One of the most dangerous places for women is in their own home, the UN’s agency for gender equality said in a report released on Tuesday.

UN Women urged nations to make legislative moves to protect women under law from violence in its flagship report, “Progress of the World’s Women.”

“The shocking pervasiveness of intimate partner violence means that statistically, home is one of the most dangerous places to be for a woman,” executive director Phumzile Mlambo-Ngcuka said in the foreword of the report.

There has been progress in legislating against gender discrimination, but it is “no accident” that family law has been the slowest to change, as they govern a woman’s right to choose who and when to marry, to divorce, and shape access to family resources, Mlambo-Ngcuka said.

Layers of patriarchal power, authority, and control over women and children can make the family a place of harm where violence against women is condoned and perpetuated, the report says.

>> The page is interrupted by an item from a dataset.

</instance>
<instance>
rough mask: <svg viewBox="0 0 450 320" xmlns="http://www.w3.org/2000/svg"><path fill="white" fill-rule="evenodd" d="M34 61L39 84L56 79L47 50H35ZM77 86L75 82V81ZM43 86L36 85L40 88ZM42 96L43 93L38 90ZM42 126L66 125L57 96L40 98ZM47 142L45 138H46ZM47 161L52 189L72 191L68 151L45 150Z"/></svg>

In 19 of 189 countries and territories surveyed, the law explicitly requires women to obey their husbands. In 111, marital rape is not explicitly criminalized by law.

Some 76 percent of countries had laws to criminalize domestic violence by 2018. But 17.8 percent of women reported experiencing physical or sexual violence at the hands of an intimate partner in the last 12 months.

UN Women has been working since 2011 to promote women’s equal participation in all aspects of life.